Thursday, December 31, 2009

Some New Years' History

Here's a piece of an interesting article found on canada.com titled "New Year's traditions hail from the depths of antiquity" by Randy Shore:

If your head really hurts on New Year's Day, you could point your finger at the Babylonians who started this new year revelry nonsense. Though the ancient Romans added the idea of alcoholic excess, or at least perfected it.

Julius Caesar fixed the start of the year on Jan. 1 by letting the previous year run to 445 days rather than the traditional 365. The Roman citizenry made their winter festival Saturnalia a celebration without rules. So, let's blame the Romans.

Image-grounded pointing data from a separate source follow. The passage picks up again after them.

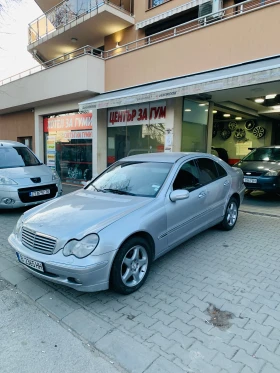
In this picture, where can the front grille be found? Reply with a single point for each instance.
(23, 193)
(252, 173)
(38, 241)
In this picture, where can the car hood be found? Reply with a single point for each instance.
(18, 173)
(80, 213)
(255, 166)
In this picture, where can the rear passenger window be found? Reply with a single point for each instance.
(187, 177)
(221, 171)
(208, 171)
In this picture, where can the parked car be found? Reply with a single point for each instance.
(24, 180)
(110, 232)
(261, 169)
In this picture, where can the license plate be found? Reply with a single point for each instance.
(39, 193)
(30, 262)
(252, 181)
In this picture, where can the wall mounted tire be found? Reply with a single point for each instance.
(131, 266)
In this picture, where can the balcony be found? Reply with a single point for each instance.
(80, 22)
(76, 75)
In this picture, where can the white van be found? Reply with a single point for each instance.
(24, 180)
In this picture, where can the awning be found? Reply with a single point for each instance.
(257, 72)
(169, 13)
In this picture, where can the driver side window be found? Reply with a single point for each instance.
(187, 177)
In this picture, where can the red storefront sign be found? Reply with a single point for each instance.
(76, 122)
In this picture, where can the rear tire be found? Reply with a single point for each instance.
(231, 215)
(131, 266)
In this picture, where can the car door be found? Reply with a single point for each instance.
(217, 182)
(185, 217)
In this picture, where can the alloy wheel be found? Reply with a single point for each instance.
(134, 266)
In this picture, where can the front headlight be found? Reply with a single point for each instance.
(6, 181)
(54, 175)
(18, 226)
(272, 173)
(82, 248)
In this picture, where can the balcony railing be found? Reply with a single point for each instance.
(196, 24)
(225, 13)
(68, 11)
(84, 51)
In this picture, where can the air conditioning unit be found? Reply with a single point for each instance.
(210, 10)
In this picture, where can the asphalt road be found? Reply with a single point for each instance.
(32, 342)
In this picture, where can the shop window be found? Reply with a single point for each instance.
(136, 129)
(194, 126)
(208, 171)
(68, 146)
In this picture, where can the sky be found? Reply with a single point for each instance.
(14, 57)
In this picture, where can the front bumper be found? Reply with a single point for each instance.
(267, 184)
(11, 192)
(89, 274)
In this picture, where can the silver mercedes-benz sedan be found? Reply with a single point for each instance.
(110, 232)
(24, 180)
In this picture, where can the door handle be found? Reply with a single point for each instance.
(202, 194)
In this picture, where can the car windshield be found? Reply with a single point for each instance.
(264, 155)
(132, 178)
(11, 157)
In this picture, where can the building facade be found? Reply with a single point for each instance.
(123, 77)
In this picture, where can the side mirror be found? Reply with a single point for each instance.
(179, 194)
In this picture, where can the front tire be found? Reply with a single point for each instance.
(131, 266)
(231, 215)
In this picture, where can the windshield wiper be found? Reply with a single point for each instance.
(117, 191)
(98, 190)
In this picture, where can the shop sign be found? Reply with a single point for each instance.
(207, 85)
(150, 113)
(68, 123)
(74, 135)
(51, 152)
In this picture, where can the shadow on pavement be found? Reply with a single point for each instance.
(261, 202)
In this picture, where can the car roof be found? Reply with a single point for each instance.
(9, 143)
(163, 157)
(268, 147)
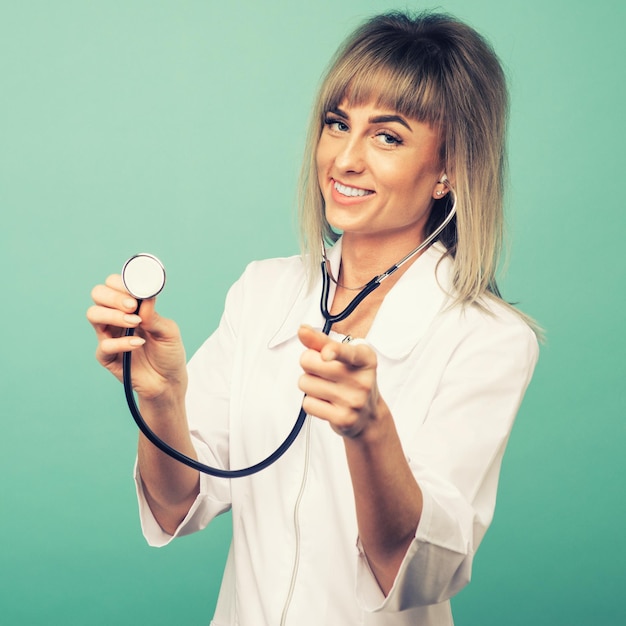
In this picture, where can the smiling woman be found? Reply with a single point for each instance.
(374, 515)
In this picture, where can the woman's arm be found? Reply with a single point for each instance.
(160, 381)
(340, 383)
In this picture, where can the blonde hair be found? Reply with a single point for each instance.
(437, 70)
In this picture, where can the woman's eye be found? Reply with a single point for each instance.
(388, 140)
(336, 125)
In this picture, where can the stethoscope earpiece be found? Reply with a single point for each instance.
(143, 276)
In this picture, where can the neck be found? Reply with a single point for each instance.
(364, 257)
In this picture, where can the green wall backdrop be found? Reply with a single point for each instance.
(176, 127)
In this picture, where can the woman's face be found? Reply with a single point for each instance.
(378, 172)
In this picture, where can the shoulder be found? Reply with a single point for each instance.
(493, 328)
(266, 290)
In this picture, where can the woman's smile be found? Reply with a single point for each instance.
(377, 171)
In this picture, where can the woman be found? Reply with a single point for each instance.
(375, 513)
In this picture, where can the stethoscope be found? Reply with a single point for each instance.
(144, 277)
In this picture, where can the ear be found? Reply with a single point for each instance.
(441, 188)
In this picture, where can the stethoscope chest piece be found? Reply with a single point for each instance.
(143, 276)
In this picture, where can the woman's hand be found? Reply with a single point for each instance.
(339, 381)
(158, 352)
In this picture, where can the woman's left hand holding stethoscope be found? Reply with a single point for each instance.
(339, 381)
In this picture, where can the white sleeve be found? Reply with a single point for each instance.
(208, 405)
(455, 457)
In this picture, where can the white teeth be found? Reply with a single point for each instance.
(350, 191)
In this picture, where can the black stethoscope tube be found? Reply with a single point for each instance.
(329, 321)
(295, 431)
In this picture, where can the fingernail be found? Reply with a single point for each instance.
(329, 355)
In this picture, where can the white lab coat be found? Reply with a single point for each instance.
(453, 379)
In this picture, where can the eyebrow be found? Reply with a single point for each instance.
(377, 119)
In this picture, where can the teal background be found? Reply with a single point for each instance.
(176, 127)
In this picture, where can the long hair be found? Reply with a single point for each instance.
(435, 69)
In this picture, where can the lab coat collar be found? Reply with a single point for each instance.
(405, 314)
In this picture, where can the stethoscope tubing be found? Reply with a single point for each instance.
(295, 431)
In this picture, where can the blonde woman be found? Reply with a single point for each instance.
(374, 515)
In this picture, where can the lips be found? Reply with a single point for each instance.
(350, 192)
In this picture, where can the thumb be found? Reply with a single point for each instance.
(151, 322)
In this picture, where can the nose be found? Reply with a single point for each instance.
(350, 157)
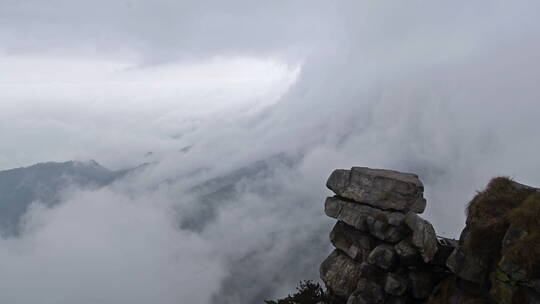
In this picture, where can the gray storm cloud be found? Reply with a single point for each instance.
(448, 91)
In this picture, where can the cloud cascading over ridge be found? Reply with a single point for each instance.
(444, 90)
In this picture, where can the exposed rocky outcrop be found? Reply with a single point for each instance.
(387, 253)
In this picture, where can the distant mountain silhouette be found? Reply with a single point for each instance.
(44, 182)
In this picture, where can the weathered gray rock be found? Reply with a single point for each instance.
(384, 189)
(407, 253)
(395, 284)
(421, 284)
(423, 236)
(513, 271)
(370, 270)
(340, 273)
(367, 292)
(382, 256)
(354, 243)
(384, 225)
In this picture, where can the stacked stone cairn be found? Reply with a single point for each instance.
(384, 251)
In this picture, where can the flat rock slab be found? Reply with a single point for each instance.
(385, 225)
(383, 189)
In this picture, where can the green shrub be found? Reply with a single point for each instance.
(308, 292)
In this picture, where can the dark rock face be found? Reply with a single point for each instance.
(382, 256)
(341, 273)
(356, 244)
(423, 236)
(395, 284)
(383, 189)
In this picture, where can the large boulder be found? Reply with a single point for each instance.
(382, 256)
(408, 254)
(385, 225)
(340, 273)
(383, 189)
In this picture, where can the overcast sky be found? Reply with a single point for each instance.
(447, 90)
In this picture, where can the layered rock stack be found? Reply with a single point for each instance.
(385, 252)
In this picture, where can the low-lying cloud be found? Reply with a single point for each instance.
(447, 91)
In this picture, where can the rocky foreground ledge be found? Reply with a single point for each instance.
(386, 253)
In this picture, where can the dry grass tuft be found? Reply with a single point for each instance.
(489, 215)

Any way you slice it, New Year's is among the very oldest and most persistent of human celebrations.

The western world celebrates the new year on Jan. 1 in the early weeks of winter, which is about as sensible as a wooden fireplace. For some thousands of years before Julie and the Roman Senate got involved, the new year was celebrated with the first edible crops of the season or the first new moon.

In much of India, Nava Varsha is celebrated in March or April, just as in the most ancient civilizations.

Sikhs celebrate Hola Mohalla in March; ditto for Persian Nowruz.

As celebrated in China and Southeast Asia, Lunar New Year still has a floating date, the first day of the first lunar month.

That brand of rhythm with the earth and moon stuff is just a little too hocus-pocus for the stiffs that run the western world. We like fixed dates, Gaia be damned.